Su protagonismo en el sistema financiero internacional y la falta de entendimiento y regulación de este activo, lo han convertido en un foco de estafa, como los modelos de captación ilegal y las pirámides. Esto nos lleva a reflexionar sobre los peligros del dinero fácil y a alertar a los ahorradores colombianos partiendo de esta popular frase de nuestros abuelos: “ojo porque de eso tan bueno, no dan tanto”.

La magia del dinero virtual

El bitcoin es la primera “moneda virtual”, aparece en el 2009 y se le atribuye a Satoshi Nakamoto, de quien no se conoce su identidad. A diferencia de las monedas tradicionales, no son emitidas por una autoridad monetaria o Banco Central. En su lugar, se encuentran respaldadas por una red informática de usuario a usuario (peer to peer), compuesta por las computadoras de quienes realizan transacciones con ella. El sistema es similar a las redes usadas para el intercambio y descarga de programas, música y videos como BitTorrent y Ares, y su valor responde a la oferta y demanda de quienes la usan.
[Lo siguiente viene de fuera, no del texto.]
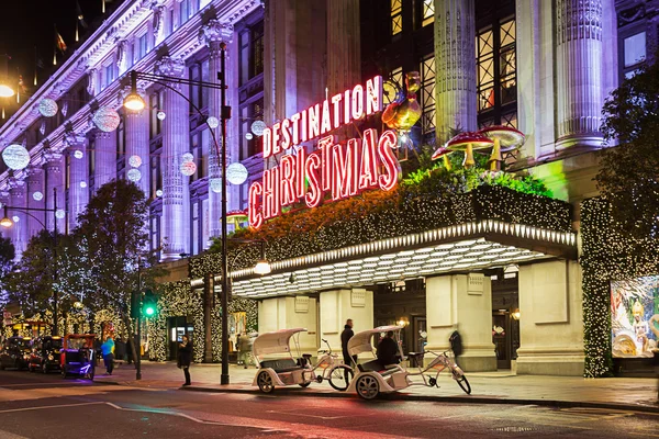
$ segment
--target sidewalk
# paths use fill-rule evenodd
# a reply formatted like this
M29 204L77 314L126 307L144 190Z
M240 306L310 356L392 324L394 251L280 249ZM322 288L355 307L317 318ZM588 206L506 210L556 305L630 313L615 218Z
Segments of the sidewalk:
M135 369L122 364L111 376L103 375L102 367L97 368L94 381L143 387L179 389L183 373L176 363L142 363L142 381L135 381ZM252 386L256 369L230 367L231 385L219 384L220 364L194 364L190 368L192 386L188 391L256 393ZM448 403L478 404L537 404L550 406L601 407L611 409L635 409L659 413L657 403L657 380L654 379L599 379L587 380L578 376L511 375L510 373L467 373L471 384L471 395L465 394L447 374L440 374L439 389L412 386L404 391L386 395L390 399L433 401ZM311 384L277 387L275 394L295 394L324 397L353 397L354 394L334 391L330 384Z

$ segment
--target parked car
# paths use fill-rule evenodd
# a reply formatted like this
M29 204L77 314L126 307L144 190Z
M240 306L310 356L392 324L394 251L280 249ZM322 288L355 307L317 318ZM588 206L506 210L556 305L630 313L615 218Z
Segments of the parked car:
M41 370L43 373L59 370L62 347L63 338L59 336L45 336L33 339L27 370L30 372Z
M10 337L4 340L0 351L0 370L26 368L32 353L30 340L29 337Z

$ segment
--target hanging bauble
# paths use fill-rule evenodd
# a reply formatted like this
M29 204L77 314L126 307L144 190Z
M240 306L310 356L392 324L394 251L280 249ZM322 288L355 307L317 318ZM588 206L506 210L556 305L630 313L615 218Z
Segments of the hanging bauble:
M105 133L110 133L116 130L119 123L121 122L119 113L109 106L101 106L100 109L98 109L97 112L93 113L92 120L94 125L100 131L104 131Z
M57 102L48 98L42 99L38 103L38 112L44 117L53 117L57 114Z
M222 179L219 179L219 178L211 179L210 185L211 185L211 191L213 191L214 193L222 192Z
M206 123L212 130L215 130L217 126L220 126L220 121L217 121L217 117L214 116L206 119Z
M137 182L142 178L142 172L139 172L139 169L133 168L126 172L126 177L129 178L129 180Z
M254 121L252 123L252 132L257 136L264 135L264 130L266 130L266 123L264 121Z
M183 161L180 166L180 170L183 176L190 177L197 172L197 165L194 165L194 161Z
M9 145L2 150L2 160L13 170L24 169L30 165L30 153L23 145Z
M139 156L131 156L129 157L129 165L133 168L139 168L139 166L142 166L142 158L139 158Z
M249 177L249 172L247 172L247 168L243 164L231 164L226 168L226 179L232 184L243 184L245 180Z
Algunas de las ventajas que les presenta a los usuarios es que el costo de realizar operaciones con criptomonedas es inferior al del uso del dinero tradicional. Además, al igual que este último, sirve para el intercambio de bienes y servicios a través de sistemas electrónicos, de pago online o billeteras virtuales, que no requieren de un intermediario. Y, en algunos países, puede ser usada para realizar pagos en establecimientos físicos como restaurantes, cafés y bares.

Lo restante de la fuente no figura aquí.